Поразительно то, что отвечает ему Фадеев 27 февраля 1948 года:
Книгу Есенина придется из избранной серии снять.
Ты можешь просмотреть по тексту, пока <некоторое> количество стихов невозможно издать сегодня массовыми тиражами в избранной серии, — я все их отметил. Другие нуждаются в купюрах. В результате получается куцый Есенин, т. е. даже вовсе не Есенин, — издавать его таким было бы извращением истины об Есенине, а поэтически — просто безбожно.
Это свое мнение я доложу секретариату, и думаю, секретариат согласится. Прошу захватить с собой на секретариат верстку с моими пометками[168].

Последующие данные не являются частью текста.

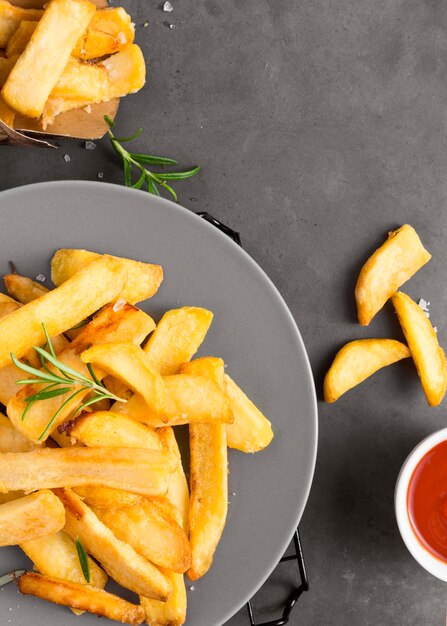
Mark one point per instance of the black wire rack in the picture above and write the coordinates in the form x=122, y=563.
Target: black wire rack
x=297, y=555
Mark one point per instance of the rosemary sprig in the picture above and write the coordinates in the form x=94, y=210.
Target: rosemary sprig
x=135, y=160
x=83, y=560
x=59, y=384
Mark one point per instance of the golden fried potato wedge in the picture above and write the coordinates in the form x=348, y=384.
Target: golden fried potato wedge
x=189, y=399
x=139, y=471
x=80, y=597
x=391, y=265
x=119, y=559
x=358, y=360
x=209, y=493
x=10, y=438
x=178, y=489
x=61, y=308
x=177, y=338
x=104, y=429
x=34, y=76
x=251, y=431
x=132, y=366
x=143, y=279
x=422, y=340
x=125, y=324
x=172, y=612
x=30, y=517
x=152, y=532
x=10, y=18
x=56, y=555
x=24, y=289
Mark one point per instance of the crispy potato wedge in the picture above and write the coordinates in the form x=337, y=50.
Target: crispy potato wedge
x=143, y=279
x=104, y=429
x=391, y=265
x=209, y=493
x=139, y=471
x=81, y=597
x=358, y=360
x=178, y=489
x=177, y=338
x=126, y=324
x=428, y=356
x=24, y=289
x=172, y=612
x=55, y=555
x=30, y=82
x=30, y=517
x=10, y=18
x=10, y=438
x=109, y=31
x=251, y=431
x=132, y=366
x=209, y=476
x=120, y=560
x=61, y=308
x=152, y=532
x=190, y=399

Смешалось все: и взаимное вполне культурное понимание того, что книга нужна, и политическая конъюнктура, и вместе с тем мысль — лучше вообще не издавать. Хотя бы тут была своя честность.
Нависшая тьма
Голодный послевоенный год. Денежная реформа и отмена карточек. И вот открылись магазины, наполненные товарами. На прилавках появились продукты, стали возникать кафе, закусочные. Однако цены таковы, что очередей не было.
Женщины мечтали о новой одежде. Все довоенные перелицованные и перешитые вещи были давно выношены. Правда, теперь в комиссионных появились трофейные ткани, одежда, которую подгоняли под себя. Образ моды возникал из трофейных же фильмов, с «проклятого Запада»: кино стало окном в сказочный мир. Звезды Дина Дурбин с аккуратно выложенными кудряшками, Марика Рекк со взбитыми локонами — все эти знаменитые кинодивы определяли вкусы советских женщин. Их яркие нарисованные губы отпечатались на послевоенных фотографиях, как и само время, которое невозможно спутать с каким-нибудь другим.

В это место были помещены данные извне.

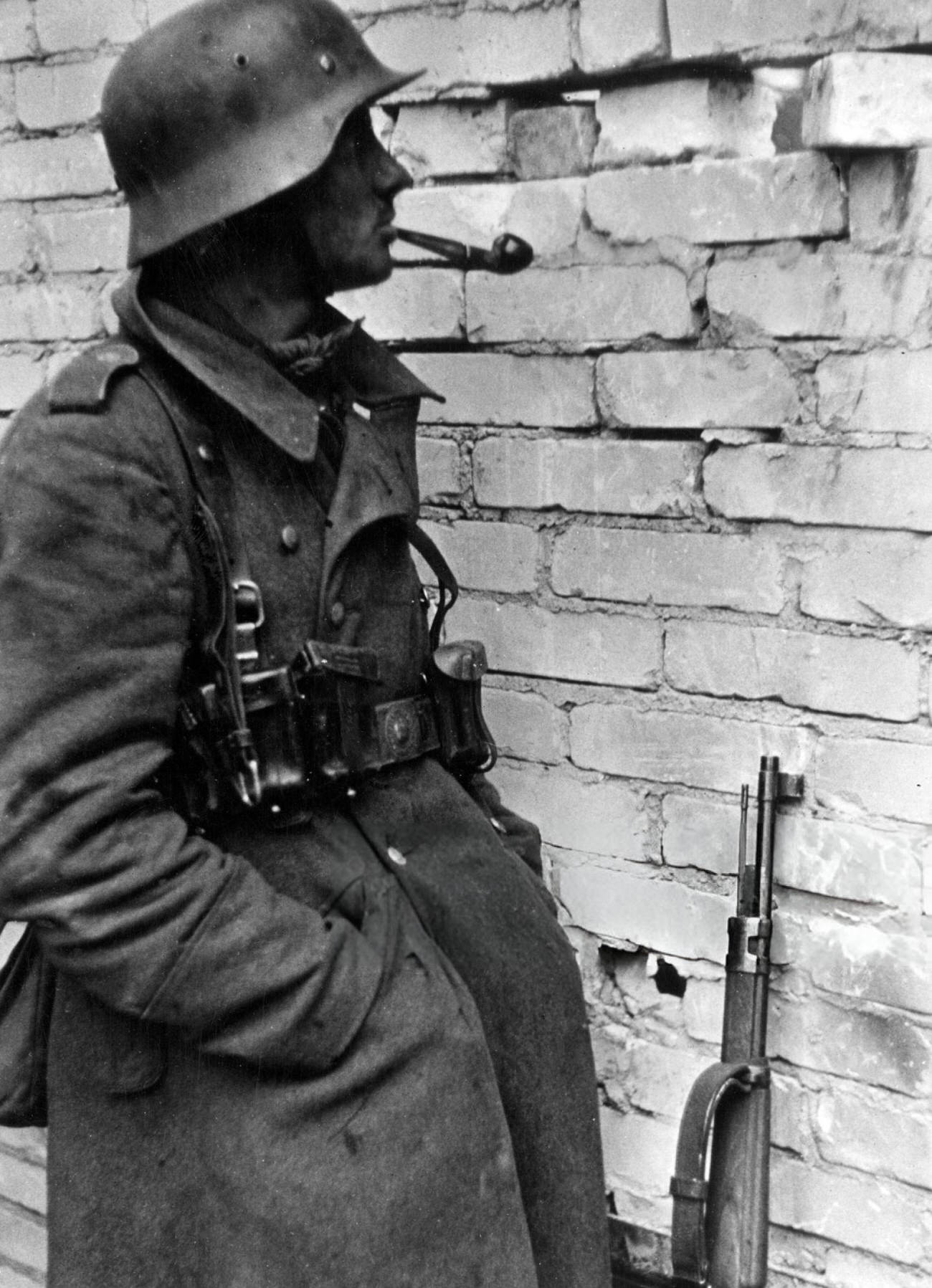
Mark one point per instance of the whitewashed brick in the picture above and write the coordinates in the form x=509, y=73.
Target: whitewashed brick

А наши собственные звезды кино в эти годы стали исчезать с экранов и из концертных залов; арестовали Татьяну Окуневскую, Зою Федорову, певицу Лидию Русланову и артистку и переводчицу Татьяну Лещенко. Большинству предъявлялись обвинения в связи с иностранцами.

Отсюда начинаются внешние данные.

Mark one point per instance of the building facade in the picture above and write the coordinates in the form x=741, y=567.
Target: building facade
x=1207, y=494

На экраны вышла комедия Пырьева «Сказание о земле Сибирской», музыкальная комедия «Кэто и Котэ», в которой весь город поет: «Тише, тише, — передают жители друг другу на ухо, — чтоб никто не знал!»
Рассказывали, что известия о возобновившихся арестах облетали писательское сообщество с невероятной быстротой. Нельзя было представить, чтобы люди могли говорить об этом по телефону, но уже наутро после ночного ареста того или иного деятеля были известны все обстоятельства. Слухи оставались главным и единственным источником информации.
В 1948 году участились разговоры о будущей войне. Говорили даже, что голод в стране оттого, что все средства идут на создание атомной бомбы.
Вишневский пишет в дневнике 28 февраля:
Разговор с Леоновым о войне, о том, что сбросят или нет бомбу на СССР. Леонов говорил о совпадениях и др. Я эту религиозную математику игнорирую[169].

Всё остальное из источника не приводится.